Elle est aussi l’occasion de revenir sur son héritage musical et culturel plus général. En effet, au-delà du culte que lui vouent ses fans, Frank Zappa est à lui seul l’un des phénomènes culturels les plus symptomatiques de l’Amérique contemporaine, et reste une énigme instructive pour comprendre certaines des tensions les plus profondes de la culture de masse moderne. En effet, si l’on peut considérer de loin qu’il appartient au mouvement contre-culturel des années 1960-70, voire aux avant-gardes artistiques qui se sont formées en réaction à la massification culturelle, un examen plus précise de son œuvre laisse une impression différente. En effet, ces contre-cultures et avant-gardes étaient parmi ses cibles préférées, et jamais il ne s’est fait le véhicule d’un segment esthétique, stylistique, ou politique, de la culture contemporaine.

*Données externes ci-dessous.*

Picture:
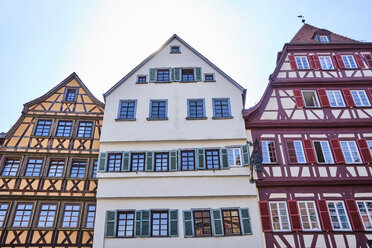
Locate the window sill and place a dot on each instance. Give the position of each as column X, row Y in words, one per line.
column 196, row 118
column 222, row 118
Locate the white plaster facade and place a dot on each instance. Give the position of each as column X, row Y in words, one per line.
column 182, row 190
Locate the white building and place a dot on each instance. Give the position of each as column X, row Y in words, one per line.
column 173, row 166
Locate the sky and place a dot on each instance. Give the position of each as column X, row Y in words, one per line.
column 42, row 41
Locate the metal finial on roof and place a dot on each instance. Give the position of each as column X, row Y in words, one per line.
column 302, row 18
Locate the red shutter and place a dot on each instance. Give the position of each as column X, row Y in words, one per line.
column 364, row 150
column 337, row 151
column 323, row 97
column 359, row 60
column 355, row 219
column 348, row 98
column 294, row 215
column 292, row 61
column 325, row 218
column 298, row 98
column 265, row 216
column 310, row 154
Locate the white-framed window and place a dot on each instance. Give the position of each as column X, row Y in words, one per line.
column 365, row 210
column 323, row 152
column 349, row 61
column 302, row 63
column 234, row 155
column 337, row 211
column 279, row 216
column 310, row 98
column 268, row 152
column 360, row 98
column 335, row 98
column 309, row 216
column 326, row 63
column 350, row 152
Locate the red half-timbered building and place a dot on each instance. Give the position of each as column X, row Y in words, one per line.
column 48, row 165
column 314, row 128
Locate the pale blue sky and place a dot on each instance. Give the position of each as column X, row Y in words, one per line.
column 43, row 41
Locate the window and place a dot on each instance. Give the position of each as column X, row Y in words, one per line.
column 47, row 215
column 323, row 152
column 302, row 62
column 10, row 167
column 56, row 169
column 208, row 77
column 279, row 216
column 310, row 97
column 202, row 223
column 158, row 109
column 338, row 215
column 231, row 222
column 161, row 161
column 268, row 152
column 43, row 127
column 22, row 215
column 196, row 108
column 212, row 158
column 365, row 210
column 163, row 75
column 187, row 160
column 138, row 161
column 309, row 216
column 85, row 129
column 335, row 98
column 326, row 63
column 350, row 151
column 296, row 151
column 70, row 95
column 64, row 129
column 360, row 98
column 3, row 211
column 127, row 109
column 187, row 75
column 71, row 215
column 234, row 156
column 221, row 108
column 78, row 169
column 91, row 216
column 33, row 167
column 114, row 162
column 159, row 224
column 125, row 224
column 349, row 61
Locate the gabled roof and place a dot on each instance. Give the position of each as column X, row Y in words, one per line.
column 157, row 51
column 59, row 86
column 307, row 33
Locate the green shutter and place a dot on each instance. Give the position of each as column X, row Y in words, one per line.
column 145, row 223
column 125, row 161
column 197, row 74
column 173, row 222
column 188, row 223
column 224, row 158
column 110, row 224
column 200, row 158
column 217, row 222
column 137, row 224
column 152, row 75
column 245, row 221
column 102, row 161
column 245, row 155
column 173, row 160
column 177, row 74
column 149, row 161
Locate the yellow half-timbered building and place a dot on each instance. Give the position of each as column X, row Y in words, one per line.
column 48, row 170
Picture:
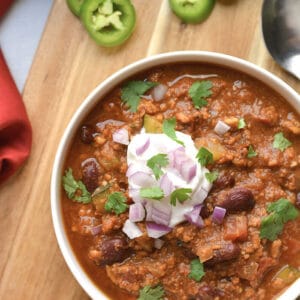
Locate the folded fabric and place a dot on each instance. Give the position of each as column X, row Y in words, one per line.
column 15, row 129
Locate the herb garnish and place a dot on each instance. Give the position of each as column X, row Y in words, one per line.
column 212, row 176
column 131, row 93
column 280, row 142
column 156, row 162
column 241, row 123
column 180, row 195
column 155, row 193
column 199, row 91
column 151, row 293
column 251, row 152
column 280, row 212
column 116, row 202
column 197, row 270
column 75, row 190
column 205, row 157
column 169, row 130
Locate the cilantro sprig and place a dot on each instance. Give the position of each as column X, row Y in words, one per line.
column 131, row 93
column 204, row 157
column 156, row 162
column 196, row 270
column 154, row 193
column 151, row 293
column 169, row 130
column 280, row 142
column 251, row 152
column 212, row 176
column 75, row 190
column 180, row 195
column 116, row 202
column 199, row 91
column 280, row 212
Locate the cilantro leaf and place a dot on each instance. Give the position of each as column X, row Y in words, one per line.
column 151, row 293
column 212, row 176
column 169, row 130
column 181, row 195
column 116, row 202
column 196, row 270
column 204, row 157
column 156, row 162
column 75, row 190
column 241, row 123
column 131, row 93
column 199, row 91
column 280, row 142
column 251, row 152
column 155, row 193
column 281, row 212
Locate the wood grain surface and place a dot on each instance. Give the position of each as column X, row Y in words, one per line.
column 67, row 66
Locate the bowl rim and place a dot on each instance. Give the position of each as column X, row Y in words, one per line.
column 101, row 90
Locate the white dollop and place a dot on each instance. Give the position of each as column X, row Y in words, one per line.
column 162, row 144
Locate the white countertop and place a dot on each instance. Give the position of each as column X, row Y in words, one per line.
column 20, row 32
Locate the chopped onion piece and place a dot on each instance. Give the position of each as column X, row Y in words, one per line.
column 96, row 229
column 166, row 184
column 136, row 212
column 156, row 230
column 143, row 147
column 142, row 179
column 131, row 229
column 218, row 214
column 159, row 91
column 221, row 128
column 121, row 136
column 158, row 243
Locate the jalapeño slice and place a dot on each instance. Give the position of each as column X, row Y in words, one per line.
column 109, row 22
column 192, row 11
column 75, row 6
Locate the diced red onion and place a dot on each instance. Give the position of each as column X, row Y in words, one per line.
column 166, row 184
column 131, row 230
column 158, row 213
column 199, row 195
column 142, row 179
column 188, row 170
column 136, row 212
column 218, row 214
column 194, row 216
column 158, row 243
column 156, row 230
column 159, row 92
column 121, row 136
column 143, row 147
column 221, row 127
column 96, row 229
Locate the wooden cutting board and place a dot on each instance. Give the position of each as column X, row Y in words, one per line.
column 67, row 66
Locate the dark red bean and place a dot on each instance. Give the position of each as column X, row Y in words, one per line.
column 228, row 251
column 298, row 201
column 224, row 181
column 238, row 199
column 90, row 173
column 86, row 134
column 114, row 250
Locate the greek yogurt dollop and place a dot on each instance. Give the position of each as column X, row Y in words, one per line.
column 183, row 171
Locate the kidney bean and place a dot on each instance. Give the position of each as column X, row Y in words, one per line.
column 224, row 181
column 238, row 199
column 90, row 173
column 113, row 250
column 86, row 134
column 228, row 251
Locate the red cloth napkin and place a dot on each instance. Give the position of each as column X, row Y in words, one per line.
column 15, row 129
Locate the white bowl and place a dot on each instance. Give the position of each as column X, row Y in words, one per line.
column 172, row 57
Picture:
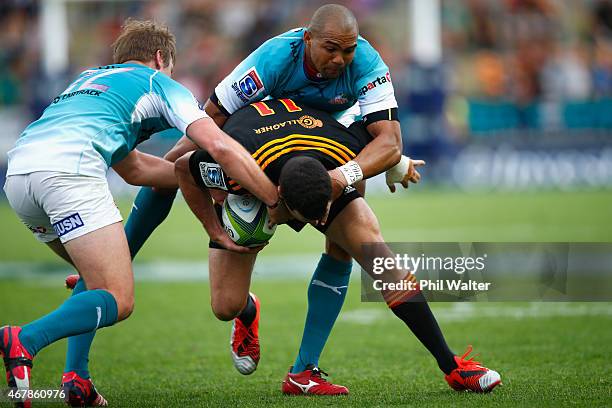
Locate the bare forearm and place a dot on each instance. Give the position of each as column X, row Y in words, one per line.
column 141, row 169
column 157, row 173
column 234, row 159
column 240, row 166
column 384, row 151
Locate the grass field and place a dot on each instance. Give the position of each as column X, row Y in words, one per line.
column 172, row 352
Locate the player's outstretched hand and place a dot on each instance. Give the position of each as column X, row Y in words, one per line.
column 338, row 182
column 404, row 172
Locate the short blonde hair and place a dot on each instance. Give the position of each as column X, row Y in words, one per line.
column 140, row 39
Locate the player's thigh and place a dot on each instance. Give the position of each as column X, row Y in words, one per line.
column 18, row 190
column 230, row 280
column 86, row 220
column 334, row 250
column 355, row 225
column 103, row 260
column 57, row 247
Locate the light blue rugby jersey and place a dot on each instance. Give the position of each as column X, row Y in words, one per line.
column 276, row 69
column 100, row 118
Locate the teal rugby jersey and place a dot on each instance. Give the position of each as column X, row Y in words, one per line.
column 100, row 118
column 276, row 69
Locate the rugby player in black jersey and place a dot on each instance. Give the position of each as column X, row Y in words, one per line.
column 296, row 146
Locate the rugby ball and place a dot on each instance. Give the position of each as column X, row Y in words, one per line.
column 245, row 219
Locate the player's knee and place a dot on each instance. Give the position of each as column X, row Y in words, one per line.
column 337, row 252
column 125, row 305
column 126, row 310
column 181, row 164
column 226, row 309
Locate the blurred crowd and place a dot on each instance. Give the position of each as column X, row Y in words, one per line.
column 508, row 50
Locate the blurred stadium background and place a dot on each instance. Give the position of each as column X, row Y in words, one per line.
column 510, row 103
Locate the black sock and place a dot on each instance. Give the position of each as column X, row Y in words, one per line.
column 418, row 317
column 249, row 312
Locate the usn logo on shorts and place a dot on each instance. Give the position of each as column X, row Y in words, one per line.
column 248, row 86
column 68, row 224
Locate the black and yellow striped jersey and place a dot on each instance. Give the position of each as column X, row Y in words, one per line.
column 274, row 131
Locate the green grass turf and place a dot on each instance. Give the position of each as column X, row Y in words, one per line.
column 415, row 216
column 173, row 353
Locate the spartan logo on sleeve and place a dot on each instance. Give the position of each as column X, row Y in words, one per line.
column 68, row 224
column 212, row 175
column 378, row 81
column 248, row 86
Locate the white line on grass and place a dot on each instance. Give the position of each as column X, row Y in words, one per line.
column 457, row 312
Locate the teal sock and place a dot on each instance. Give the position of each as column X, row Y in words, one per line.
column 79, row 314
column 326, row 294
column 149, row 210
column 77, row 355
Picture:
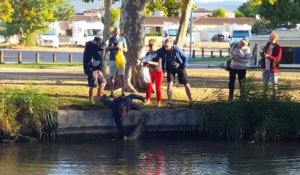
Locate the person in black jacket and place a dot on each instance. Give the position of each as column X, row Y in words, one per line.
column 92, row 64
column 120, row 107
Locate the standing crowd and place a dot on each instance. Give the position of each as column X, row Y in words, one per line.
column 168, row 60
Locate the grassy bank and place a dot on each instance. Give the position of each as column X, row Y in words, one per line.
column 41, row 66
column 206, row 59
column 259, row 114
column 27, row 112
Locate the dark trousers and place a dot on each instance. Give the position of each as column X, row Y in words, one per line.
column 232, row 74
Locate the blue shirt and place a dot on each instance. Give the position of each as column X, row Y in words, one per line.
column 121, row 41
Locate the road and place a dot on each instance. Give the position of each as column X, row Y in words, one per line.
column 11, row 56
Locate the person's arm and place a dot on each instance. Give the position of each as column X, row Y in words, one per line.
column 138, row 97
column 276, row 57
column 183, row 56
column 149, row 57
column 106, row 101
column 110, row 46
column 124, row 47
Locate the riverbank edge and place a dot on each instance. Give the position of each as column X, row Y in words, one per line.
column 94, row 124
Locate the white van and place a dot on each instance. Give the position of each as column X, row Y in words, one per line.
column 50, row 37
column 83, row 31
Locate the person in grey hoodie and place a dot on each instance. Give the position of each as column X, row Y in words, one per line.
column 240, row 55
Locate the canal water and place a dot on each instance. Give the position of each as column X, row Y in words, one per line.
column 150, row 157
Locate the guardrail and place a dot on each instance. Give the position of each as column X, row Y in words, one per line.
column 209, row 52
column 52, row 57
column 37, row 58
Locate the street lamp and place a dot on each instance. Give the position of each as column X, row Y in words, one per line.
column 191, row 21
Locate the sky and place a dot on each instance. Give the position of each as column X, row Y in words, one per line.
column 209, row 4
column 207, row 1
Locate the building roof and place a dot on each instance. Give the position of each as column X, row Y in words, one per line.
column 86, row 18
column 201, row 10
column 221, row 21
column 157, row 21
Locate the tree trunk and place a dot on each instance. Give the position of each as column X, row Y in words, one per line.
column 132, row 25
column 184, row 21
column 106, row 32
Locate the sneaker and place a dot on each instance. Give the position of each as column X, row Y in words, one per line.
column 159, row 104
column 191, row 104
column 169, row 105
column 111, row 96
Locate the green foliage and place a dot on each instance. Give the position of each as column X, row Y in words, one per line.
column 33, row 16
column 153, row 34
column 262, row 27
column 219, row 12
column 5, row 11
column 281, row 12
column 239, row 14
column 260, row 114
column 249, row 9
column 168, row 7
column 27, row 112
column 115, row 16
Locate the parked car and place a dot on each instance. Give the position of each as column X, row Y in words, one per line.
column 218, row 38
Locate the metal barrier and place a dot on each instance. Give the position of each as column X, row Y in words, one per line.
column 19, row 55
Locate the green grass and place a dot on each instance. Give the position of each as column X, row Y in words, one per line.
column 195, row 60
column 41, row 65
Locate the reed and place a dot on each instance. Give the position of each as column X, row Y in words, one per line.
column 27, row 112
column 259, row 113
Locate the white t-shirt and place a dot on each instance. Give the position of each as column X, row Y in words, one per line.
column 268, row 62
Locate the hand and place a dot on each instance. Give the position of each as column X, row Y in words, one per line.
column 266, row 55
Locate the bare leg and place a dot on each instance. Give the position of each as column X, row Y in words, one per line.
column 123, row 84
column 112, row 85
column 91, row 95
column 169, row 92
column 188, row 92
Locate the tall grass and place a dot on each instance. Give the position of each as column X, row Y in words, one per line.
column 27, row 112
column 259, row 113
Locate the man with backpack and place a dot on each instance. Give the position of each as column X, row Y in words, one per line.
column 92, row 64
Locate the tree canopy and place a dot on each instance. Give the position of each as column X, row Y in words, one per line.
column 33, row 16
column 278, row 12
column 219, row 12
column 249, row 9
column 5, row 11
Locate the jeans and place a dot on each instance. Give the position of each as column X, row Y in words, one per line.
column 268, row 76
column 232, row 75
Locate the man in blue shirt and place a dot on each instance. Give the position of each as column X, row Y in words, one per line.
column 116, row 43
column 174, row 62
column 92, row 61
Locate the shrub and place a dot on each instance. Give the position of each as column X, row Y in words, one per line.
column 33, row 114
column 260, row 113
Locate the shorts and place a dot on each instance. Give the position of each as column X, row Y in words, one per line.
column 101, row 80
column 113, row 71
column 181, row 75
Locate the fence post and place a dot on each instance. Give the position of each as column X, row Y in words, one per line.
column 70, row 58
column 1, row 57
column 54, row 57
column 19, row 57
column 37, row 58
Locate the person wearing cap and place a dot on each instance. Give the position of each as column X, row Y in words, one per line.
column 174, row 63
column 116, row 43
column 92, row 64
column 120, row 107
column 240, row 55
column 272, row 53
column 156, row 74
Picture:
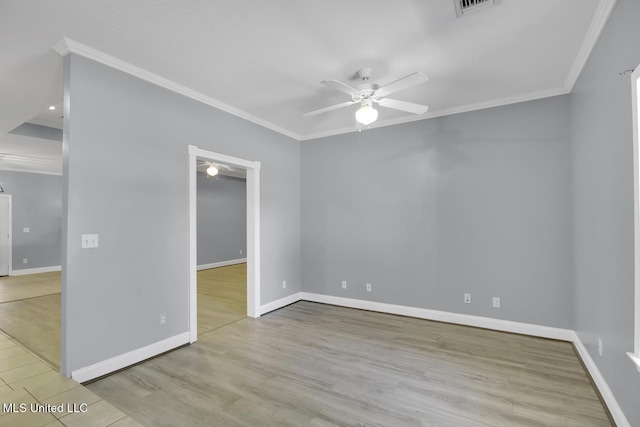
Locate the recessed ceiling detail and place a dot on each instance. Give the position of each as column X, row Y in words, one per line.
column 518, row 51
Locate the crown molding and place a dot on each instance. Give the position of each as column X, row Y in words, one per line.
column 531, row 96
column 67, row 46
column 26, row 169
column 605, row 7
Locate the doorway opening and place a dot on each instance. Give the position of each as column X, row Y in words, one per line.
column 252, row 231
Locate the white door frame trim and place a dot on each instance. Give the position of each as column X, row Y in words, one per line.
column 10, row 219
column 253, row 232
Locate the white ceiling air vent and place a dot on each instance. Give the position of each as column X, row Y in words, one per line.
column 464, row 7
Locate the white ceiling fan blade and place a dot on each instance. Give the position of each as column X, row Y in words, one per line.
column 333, row 107
column 341, row 87
column 409, row 107
column 403, row 83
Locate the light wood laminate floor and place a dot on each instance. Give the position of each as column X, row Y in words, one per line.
column 321, row 365
column 31, row 315
column 24, row 379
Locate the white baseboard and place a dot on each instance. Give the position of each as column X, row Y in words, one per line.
column 127, row 359
column 25, row 271
column 444, row 316
column 222, row 264
column 282, row 302
column 603, row 387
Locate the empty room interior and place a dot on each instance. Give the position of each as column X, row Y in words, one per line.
column 284, row 213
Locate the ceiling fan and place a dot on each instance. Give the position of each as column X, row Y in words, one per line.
column 370, row 94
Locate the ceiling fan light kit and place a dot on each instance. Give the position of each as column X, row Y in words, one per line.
column 366, row 114
column 369, row 94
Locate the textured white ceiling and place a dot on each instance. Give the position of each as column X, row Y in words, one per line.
column 266, row 58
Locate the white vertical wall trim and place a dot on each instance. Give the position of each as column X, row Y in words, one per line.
column 603, row 387
column 10, row 232
column 253, row 231
column 253, row 240
column 635, row 108
column 193, row 247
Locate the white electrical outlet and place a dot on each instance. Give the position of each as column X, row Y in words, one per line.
column 89, row 241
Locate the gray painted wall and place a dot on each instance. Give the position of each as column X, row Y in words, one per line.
column 427, row 211
column 602, row 158
column 37, row 205
column 222, row 218
column 119, row 132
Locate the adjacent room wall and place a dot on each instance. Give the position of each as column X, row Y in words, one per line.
column 602, row 158
column 427, row 211
column 127, row 179
column 222, row 219
column 36, row 205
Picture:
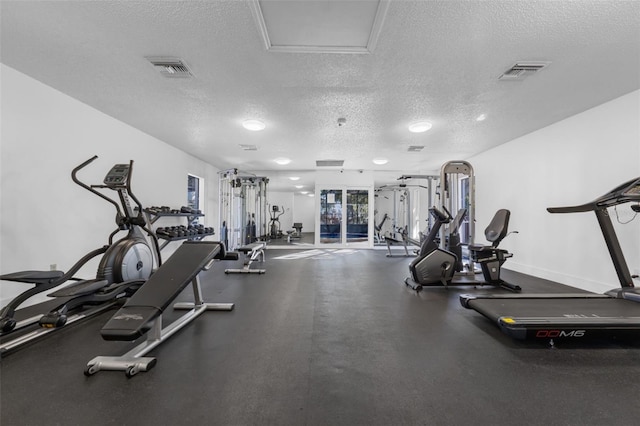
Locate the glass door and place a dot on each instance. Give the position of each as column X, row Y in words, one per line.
column 344, row 217
column 331, row 216
column 357, row 216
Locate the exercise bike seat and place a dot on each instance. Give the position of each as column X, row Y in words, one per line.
column 33, row 277
column 496, row 231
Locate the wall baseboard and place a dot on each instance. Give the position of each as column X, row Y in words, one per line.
column 566, row 279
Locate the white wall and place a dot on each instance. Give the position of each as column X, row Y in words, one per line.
column 282, row 200
column 47, row 219
column 568, row 163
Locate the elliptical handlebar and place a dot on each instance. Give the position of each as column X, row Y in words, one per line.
column 74, row 177
column 130, row 192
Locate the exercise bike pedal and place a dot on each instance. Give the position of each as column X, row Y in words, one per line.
column 7, row 324
column 52, row 321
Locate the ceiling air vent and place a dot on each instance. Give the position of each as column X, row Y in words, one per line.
column 170, row 67
column 522, row 70
column 329, row 163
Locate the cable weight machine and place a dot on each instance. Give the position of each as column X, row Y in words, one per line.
column 243, row 214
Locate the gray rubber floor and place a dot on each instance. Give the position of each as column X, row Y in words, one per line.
column 327, row 337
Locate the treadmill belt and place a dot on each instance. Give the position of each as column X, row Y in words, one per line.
column 561, row 318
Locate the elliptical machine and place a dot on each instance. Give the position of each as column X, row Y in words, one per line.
column 124, row 266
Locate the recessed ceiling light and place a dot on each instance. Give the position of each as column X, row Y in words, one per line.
column 419, row 127
column 282, row 160
column 253, row 125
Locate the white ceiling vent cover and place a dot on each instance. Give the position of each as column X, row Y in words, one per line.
column 170, row 67
column 522, row 70
column 329, row 163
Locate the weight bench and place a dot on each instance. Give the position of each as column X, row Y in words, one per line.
column 142, row 313
column 252, row 252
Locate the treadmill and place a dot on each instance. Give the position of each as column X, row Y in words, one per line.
column 545, row 317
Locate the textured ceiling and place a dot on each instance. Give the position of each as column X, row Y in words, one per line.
column 434, row 60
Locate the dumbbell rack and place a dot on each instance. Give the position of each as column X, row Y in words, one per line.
column 153, row 216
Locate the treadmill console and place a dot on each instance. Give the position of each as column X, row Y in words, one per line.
column 117, row 175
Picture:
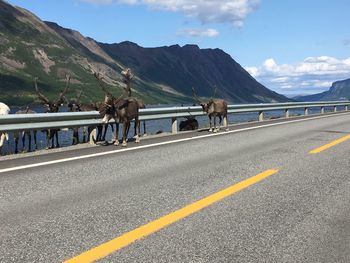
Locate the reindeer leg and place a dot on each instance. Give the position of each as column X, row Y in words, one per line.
column 48, row 135
column 116, row 133
column 113, row 136
column 16, row 144
column 126, row 125
column 210, row 128
column 29, row 142
column 220, row 121
column 35, row 139
column 137, row 129
column 144, row 128
column 75, row 136
column 23, row 134
column 226, row 123
column 58, row 144
column 215, row 129
column 104, row 132
column 136, row 125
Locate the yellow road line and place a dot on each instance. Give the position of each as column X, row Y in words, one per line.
column 329, row 145
column 126, row 239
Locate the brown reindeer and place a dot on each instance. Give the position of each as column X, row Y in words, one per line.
column 122, row 110
column 128, row 76
column 74, row 105
column 214, row 108
column 52, row 107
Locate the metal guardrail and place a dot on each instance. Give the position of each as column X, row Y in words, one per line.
column 41, row 121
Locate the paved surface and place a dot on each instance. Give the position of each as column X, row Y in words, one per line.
column 301, row 214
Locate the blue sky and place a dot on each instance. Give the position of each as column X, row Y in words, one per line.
column 292, row 47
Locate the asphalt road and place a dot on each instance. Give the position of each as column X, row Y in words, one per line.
column 57, row 211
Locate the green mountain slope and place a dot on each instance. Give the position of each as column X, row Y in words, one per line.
column 181, row 68
column 32, row 48
column 340, row 90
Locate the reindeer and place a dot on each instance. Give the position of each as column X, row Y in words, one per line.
column 190, row 124
column 52, row 107
column 214, row 108
column 4, row 110
column 74, row 105
column 23, row 134
column 122, row 110
column 128, row 76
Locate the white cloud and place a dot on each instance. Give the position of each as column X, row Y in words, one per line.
column 312, row 75
column 196, row 32
column 218, row 11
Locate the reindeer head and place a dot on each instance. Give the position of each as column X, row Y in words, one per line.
column 74, row 105
column 109, row 107
column 52, row 106
column 206, row 106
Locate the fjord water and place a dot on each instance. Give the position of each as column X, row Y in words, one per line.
column 152, row 126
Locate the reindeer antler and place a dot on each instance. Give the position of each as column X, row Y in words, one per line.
column 195, row 96
column 214, row 93
column 127, row 74
column 60, row 98
column 79, row 94
column 40, row 95
column 100, row 82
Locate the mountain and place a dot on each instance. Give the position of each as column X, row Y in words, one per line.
column 32, row 48
column 340, row 90
column 181, row 68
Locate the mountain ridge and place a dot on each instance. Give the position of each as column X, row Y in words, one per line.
column 32, row 48
column 340, row 90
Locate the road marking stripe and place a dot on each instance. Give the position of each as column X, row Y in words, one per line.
column 329, row 145
column 159, row 144
column 126, row 239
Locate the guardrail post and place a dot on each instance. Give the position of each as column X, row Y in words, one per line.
column 261, row 115
column 287, row 113
column 92, row 137
column 174, row 125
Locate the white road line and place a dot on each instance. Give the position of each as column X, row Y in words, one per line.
column 159, row 144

Zappa a toujours estimé qu’un mouvement esthétique, quel qu’il soit, n’est rien de plus qu’une position prise dans le marché concurrentiel des goûts, marché dans lequel il est bon de se faire voir. En proposant un syncrétisme stylistique radical, qui emprunte des éléments techniques à la plupart des répertoires musicaux de son temps, et en ajoutant à sa musique une touche de virtuosité à la limite du lisible, il a mené une critique en acte de la musique populaire. Et cela, bien sûr, tout en veillant à rester dans le vaste domaine de la pop – à ne jamais, ou presque, empiéter sur la musique destinée à un public savant. Il a poussé à leurs limites les possibilités harmoniques du discours musical populaire, mais il ne s’agissait ni de le faire entrer dans le domaine du « grand art » consacré, ni simplement de le tourner en ridicule pour dénoncer l’industrie qu’il cache. C’est cela qui le sauve d’une posture aristocratique ou dandy, purement formelle.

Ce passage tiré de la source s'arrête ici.